Countries that implement stringent environmental policies including emission limits do not lose export competitiveness when compared against countries with laxer regulations, according to a new OECD study.
The report, which examined trade between 23 advanced and six emerging economies, undermines arguments put forward that tougher climate policies would trigger carbon leakage.
The findings also suggest that emerging economies with strong manufacturing sectors like China could strengthen environmental laws without denting their overall share in export markets.
The OECD found that big-emitting industries like chemicals, plastics and steelmaking would suffer a small disadvantage from a further tightening of regulations, but this would be compensated by growth in exports from less-polluting activities.
“Environmental policies are simply not the major driver of international trade patterns,” said OECD Chief Economist Catherine Mann, presenting the study at the London School of Economics on Thursday.
“We find no evidence that a large gap between the environmental policies of two given countries significantly affects their overall trade in manufactured goods. Governments should stop working on the assumption that tighter regulations will hurt their export share and focus on the edge they can get from innovation.”
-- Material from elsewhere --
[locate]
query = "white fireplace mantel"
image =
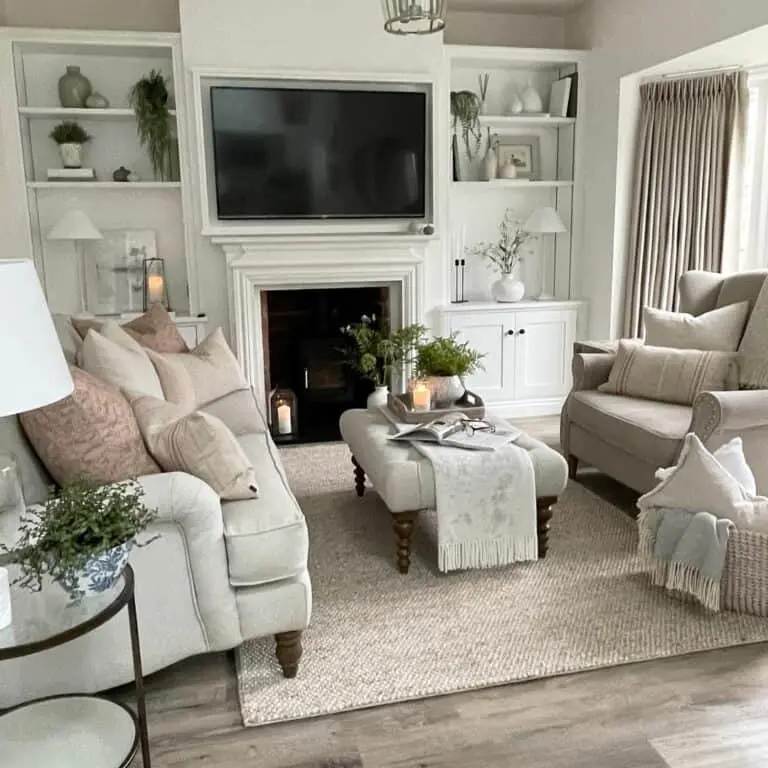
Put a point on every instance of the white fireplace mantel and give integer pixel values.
(255, 264)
The study takes the domestic value added in export data and uses an OECD Environmental Policy Stringency indicator that ranks countries according to more or less stringent policies. Denmark, Netherlands and Finland were the top three ranked nations, while Brazil, South Africa and Russia comprised the bottom of those studied.
It shows that countries with stringent environmental laws suffer a very small disadvantage in pollution-intensive sectors such as steel-making, chemicals, plastics and fuel products. This is compensated by an edge gained in cleaner industries like machinery or electronics. Both effects are tiny compared to factors including market size, the lifting of trade tariffs, globalisation and a country’s intrinsic assets.
Countries where manufacturers already pollute less should therefore gain global market share as tougher domestic laws are put in place, the study said, adding that industries and firms that become cleaner over time will prosper under more stringent policies, but those that fail to adapt will see their export performance erode.